本文源码 https://github.com/SpikeKing/keras-yolo3-detection : https://github.com/SpikeKing/keras-yolo3-detection
欢迎 Follow 我的 GitHub https://github.com/SpikeKing : https://github.com/SpikeKing
YOLO
数据集
YOLO v3 已经提供 COCO http://cocodataset.org/ (Common Objects in Context)数据集的模型参数, 支持直接用于物体检测, 模型 248M, 下载:
wget https://pjreddie.com/media/files/yolov3.weights
将模型参数转换为 Keras 的模型参数, 模型 248.6M, 转换:
python convert.py -w yolov3.cfg model_data/yolov3.weights model_data/yolo_weights.h5
画出网络结构:
plot_model(model, to_file='./model_data/model.png', show_shapes=True, show_layer_names=True) # 网络图
COCO 含有 80 个类别:
- person(人)
- bicycle(自行车) car(汽车) motorbike(摩托车) aeroplane(飞机) bus(公共汽车) train(火车) truck(卡车) boat(船)
- traffic light(信号灯) fire hydrant(消防栓) stop sign(停车标志) parking meter(停车计费器) bench(长凳)
- bird(鸟) cat(猫) dog(狗) horse(马) sheep(羊) cow(牛) elephant(大象) bear(熊) zebra(斑马) giraffe(长颈鹿)
- backpack(背包) umbrella(雨伞) handbag(手提包) tie(领带) suitcase(手提箱)
- frisbee(飞盘) skis(滑雪板双脚) snowboard(滑雪板) sports ball(运动球) kite(风筝) baseball bat(棒球棒) baseball glove(棒球手套) skateboard(滑板) surfboard(冲浪板) tennis racket(网球拍)
- bottle(瓶子) wine glass(高脚杯) cup(茶杯) fork(叉子) knife(刀)
- spoon(勺子) bowl(碗)
- banana(香蕉) apple(苹果) sandwich(三明治) orange(橘子) broccoli(西兰花) carrot(胡萝卜) hot dog(热狗) pizza(披萨) donut(甜甜圈) cake(蛋糕)

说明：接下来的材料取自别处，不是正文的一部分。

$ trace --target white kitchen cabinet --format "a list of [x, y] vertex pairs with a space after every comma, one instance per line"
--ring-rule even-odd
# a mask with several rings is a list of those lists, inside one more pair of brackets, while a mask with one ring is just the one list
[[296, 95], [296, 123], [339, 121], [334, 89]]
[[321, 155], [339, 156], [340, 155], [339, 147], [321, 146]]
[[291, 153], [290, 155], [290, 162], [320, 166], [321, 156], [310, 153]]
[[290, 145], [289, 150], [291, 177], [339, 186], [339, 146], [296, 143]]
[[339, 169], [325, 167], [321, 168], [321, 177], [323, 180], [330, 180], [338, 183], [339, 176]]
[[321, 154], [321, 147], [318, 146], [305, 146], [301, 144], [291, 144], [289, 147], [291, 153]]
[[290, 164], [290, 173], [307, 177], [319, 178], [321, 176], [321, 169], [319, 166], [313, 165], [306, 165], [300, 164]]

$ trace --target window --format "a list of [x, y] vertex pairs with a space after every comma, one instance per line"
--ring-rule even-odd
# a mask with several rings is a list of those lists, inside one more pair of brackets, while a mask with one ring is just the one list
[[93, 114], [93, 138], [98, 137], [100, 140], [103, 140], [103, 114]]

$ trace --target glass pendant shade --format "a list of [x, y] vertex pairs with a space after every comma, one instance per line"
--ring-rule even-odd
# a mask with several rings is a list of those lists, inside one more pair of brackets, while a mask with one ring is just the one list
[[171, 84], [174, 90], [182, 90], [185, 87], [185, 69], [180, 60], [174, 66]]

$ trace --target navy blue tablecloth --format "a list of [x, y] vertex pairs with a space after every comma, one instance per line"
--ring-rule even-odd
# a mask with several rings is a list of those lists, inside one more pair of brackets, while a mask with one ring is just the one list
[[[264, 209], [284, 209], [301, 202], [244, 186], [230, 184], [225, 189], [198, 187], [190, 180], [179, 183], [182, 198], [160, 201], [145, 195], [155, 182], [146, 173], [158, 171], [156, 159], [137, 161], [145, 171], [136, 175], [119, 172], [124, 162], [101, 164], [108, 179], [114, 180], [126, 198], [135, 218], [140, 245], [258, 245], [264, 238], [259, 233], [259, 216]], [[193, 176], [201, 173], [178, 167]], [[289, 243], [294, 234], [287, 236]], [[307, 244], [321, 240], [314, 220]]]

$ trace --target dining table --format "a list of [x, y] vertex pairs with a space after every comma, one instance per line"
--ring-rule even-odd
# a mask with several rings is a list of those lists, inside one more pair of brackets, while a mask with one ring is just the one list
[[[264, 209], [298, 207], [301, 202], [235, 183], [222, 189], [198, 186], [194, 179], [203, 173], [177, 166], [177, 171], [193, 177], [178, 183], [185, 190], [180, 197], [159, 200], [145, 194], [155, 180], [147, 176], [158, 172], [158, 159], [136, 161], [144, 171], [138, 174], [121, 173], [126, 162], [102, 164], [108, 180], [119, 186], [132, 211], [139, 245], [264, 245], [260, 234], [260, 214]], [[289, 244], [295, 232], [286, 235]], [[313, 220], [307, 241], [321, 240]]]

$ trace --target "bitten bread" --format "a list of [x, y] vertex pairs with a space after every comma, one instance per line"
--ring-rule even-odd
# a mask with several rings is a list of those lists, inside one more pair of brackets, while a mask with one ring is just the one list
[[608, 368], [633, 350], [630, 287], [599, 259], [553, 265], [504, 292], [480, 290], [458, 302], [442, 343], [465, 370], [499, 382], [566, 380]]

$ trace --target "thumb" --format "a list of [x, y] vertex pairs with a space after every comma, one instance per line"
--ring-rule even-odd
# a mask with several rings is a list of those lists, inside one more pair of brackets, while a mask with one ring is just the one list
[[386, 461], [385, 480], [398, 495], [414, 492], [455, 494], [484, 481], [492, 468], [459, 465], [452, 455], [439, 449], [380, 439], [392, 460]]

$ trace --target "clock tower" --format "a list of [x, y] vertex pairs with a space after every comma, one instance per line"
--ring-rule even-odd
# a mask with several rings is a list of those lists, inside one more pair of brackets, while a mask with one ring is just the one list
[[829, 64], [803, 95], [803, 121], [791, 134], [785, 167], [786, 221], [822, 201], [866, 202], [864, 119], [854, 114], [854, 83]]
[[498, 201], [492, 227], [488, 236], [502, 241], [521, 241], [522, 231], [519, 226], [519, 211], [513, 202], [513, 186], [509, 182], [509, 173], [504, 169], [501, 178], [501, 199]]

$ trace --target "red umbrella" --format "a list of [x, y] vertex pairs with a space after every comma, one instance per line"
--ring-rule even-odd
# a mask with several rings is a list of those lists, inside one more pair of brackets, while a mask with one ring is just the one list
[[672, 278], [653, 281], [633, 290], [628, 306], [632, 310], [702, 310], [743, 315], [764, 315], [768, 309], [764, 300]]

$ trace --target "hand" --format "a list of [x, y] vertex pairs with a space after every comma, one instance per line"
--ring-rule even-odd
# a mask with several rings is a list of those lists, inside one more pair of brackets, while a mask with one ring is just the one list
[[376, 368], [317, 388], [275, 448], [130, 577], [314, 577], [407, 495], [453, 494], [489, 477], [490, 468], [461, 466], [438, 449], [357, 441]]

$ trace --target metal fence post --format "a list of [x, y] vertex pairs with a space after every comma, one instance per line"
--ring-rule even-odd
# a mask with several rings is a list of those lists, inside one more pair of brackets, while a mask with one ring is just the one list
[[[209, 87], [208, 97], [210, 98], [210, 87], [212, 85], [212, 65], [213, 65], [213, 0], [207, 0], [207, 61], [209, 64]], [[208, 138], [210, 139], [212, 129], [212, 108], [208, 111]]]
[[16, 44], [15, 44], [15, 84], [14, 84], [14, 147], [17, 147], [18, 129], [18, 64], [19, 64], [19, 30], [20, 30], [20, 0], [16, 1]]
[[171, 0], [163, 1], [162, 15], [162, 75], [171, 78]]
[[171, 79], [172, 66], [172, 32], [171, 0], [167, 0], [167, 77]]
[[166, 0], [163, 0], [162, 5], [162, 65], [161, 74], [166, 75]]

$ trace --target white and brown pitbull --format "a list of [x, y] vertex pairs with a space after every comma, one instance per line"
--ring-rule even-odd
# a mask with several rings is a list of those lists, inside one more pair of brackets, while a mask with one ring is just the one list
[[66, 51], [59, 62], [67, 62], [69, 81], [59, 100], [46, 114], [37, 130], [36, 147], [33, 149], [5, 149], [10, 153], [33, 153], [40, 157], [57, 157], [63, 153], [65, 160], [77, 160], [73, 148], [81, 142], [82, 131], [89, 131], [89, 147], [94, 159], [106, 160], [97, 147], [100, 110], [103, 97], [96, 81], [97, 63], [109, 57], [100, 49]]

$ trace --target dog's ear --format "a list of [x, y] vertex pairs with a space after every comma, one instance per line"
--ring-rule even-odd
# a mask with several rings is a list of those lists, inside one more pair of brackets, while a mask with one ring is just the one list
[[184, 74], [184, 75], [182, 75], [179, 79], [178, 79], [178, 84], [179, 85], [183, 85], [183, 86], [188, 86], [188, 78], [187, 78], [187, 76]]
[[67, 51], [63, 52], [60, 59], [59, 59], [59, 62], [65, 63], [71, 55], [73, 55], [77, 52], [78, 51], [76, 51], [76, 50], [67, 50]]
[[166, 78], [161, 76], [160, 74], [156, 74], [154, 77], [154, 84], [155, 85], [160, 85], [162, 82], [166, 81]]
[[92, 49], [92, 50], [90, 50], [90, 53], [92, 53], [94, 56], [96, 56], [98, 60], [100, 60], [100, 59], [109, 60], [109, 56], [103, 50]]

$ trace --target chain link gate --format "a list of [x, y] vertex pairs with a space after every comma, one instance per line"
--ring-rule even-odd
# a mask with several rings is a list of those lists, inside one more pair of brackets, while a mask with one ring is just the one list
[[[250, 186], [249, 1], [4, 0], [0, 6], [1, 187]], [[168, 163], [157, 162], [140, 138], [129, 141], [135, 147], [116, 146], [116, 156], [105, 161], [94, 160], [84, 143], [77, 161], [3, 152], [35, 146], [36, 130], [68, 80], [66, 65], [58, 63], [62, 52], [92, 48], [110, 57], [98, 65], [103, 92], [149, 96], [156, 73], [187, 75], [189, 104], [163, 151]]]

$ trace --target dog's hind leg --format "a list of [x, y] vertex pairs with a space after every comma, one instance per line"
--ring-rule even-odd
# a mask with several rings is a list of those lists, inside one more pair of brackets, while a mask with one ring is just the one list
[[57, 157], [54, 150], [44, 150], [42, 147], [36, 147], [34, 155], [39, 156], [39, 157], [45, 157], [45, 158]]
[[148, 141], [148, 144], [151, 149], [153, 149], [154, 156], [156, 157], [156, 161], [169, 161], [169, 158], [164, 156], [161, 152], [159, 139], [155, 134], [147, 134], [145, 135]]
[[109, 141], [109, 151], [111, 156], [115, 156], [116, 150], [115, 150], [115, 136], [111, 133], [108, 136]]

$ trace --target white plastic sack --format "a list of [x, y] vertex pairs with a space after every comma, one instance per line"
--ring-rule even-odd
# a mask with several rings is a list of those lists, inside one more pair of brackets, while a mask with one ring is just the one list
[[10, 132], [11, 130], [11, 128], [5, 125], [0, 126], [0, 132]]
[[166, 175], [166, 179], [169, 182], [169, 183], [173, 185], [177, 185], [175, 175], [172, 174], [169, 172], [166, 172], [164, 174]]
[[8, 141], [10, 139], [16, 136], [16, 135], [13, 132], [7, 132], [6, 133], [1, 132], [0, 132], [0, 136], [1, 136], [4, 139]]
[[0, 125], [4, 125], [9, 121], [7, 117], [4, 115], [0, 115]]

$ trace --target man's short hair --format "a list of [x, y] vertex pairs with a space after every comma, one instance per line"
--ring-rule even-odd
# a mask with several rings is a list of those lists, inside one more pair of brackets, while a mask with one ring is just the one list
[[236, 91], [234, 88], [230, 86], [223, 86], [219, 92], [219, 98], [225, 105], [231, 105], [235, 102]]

- chair(椅子) sofa(沙发) pottedplant(盆栽植物) bed(床) diningtable(餐桌) toilet(厕所) tvmonitor(电视机)
- laptop(笔记本) mouse(鼠标) remote(遥控器) keyboard(键盘) cell phone(电话)
- microwave(微波炉) oven(烤箱) toaster(烤面包器) sink(水槽) refrigerator(冰箱)
- book(书) clock(闹钟) vase(花瓶) scissors(剪刀) teddy bear(泰迪熊) hair drier(吹风机) toothbrush(牙刷)
YOLO 的默认 anchors 是 9 个, 对应三个尺度, 每个尺度含有 3 个 anchors, 如下:
10,13, 16,30, 33,23, 30,61, 62,45, 59,119, 116,90, 156,198, 373,326
检测器
YOLO 检测类的构造器:
anchors,model,classes 是参数文件, 其中, anchors 可以使用默认, 但是 model 与 classes 必须相互匹配;
score 和 iou 是检测参数, 即置信度阈值和交叉区域阈值, 置信度阈值避免误检, 交叉区域阈值避免物体重叠;
self.class_names,self.anchors, 读取类别和 anchors;
self.sess 是 TensorFlow 的上下文环境;
self.model_image_size
, 检测图片尺寸, 将原图片同比例 resize 检测尺寸, 空白填充;
self.generate()是参数流程, 输出框 (boxes), 置信度(scores) 和类别(classes);
源码:
- class YOLO(object):
- def __init__(self):
- self.anchors_path = 'configs/yolo_anchors.txt' # anchors
- self.model_path = 'model_data/yolo_weights.h5' # 模型文件
- self.classes_path = 'configs/coco_classes.txt' # 类别文件
- self.score = 0.3 # 置信度阈值
- # self.iou = 0.45
- self.iou = 0.20 # 交叉区域阈值
- self.class_names = self._get_class() # 获取类别
- self.anchors = self._get_anchors() # 获取 anchor
- self.sess = K.get_session()
- self.model_image_size = (416, 416) # fixed size or (None, None), hw
- self.boxes, self.scores, self.classes = self.generate()
- def _get_class(self):
- classes_path = os.path.expanduser(self.classes_path)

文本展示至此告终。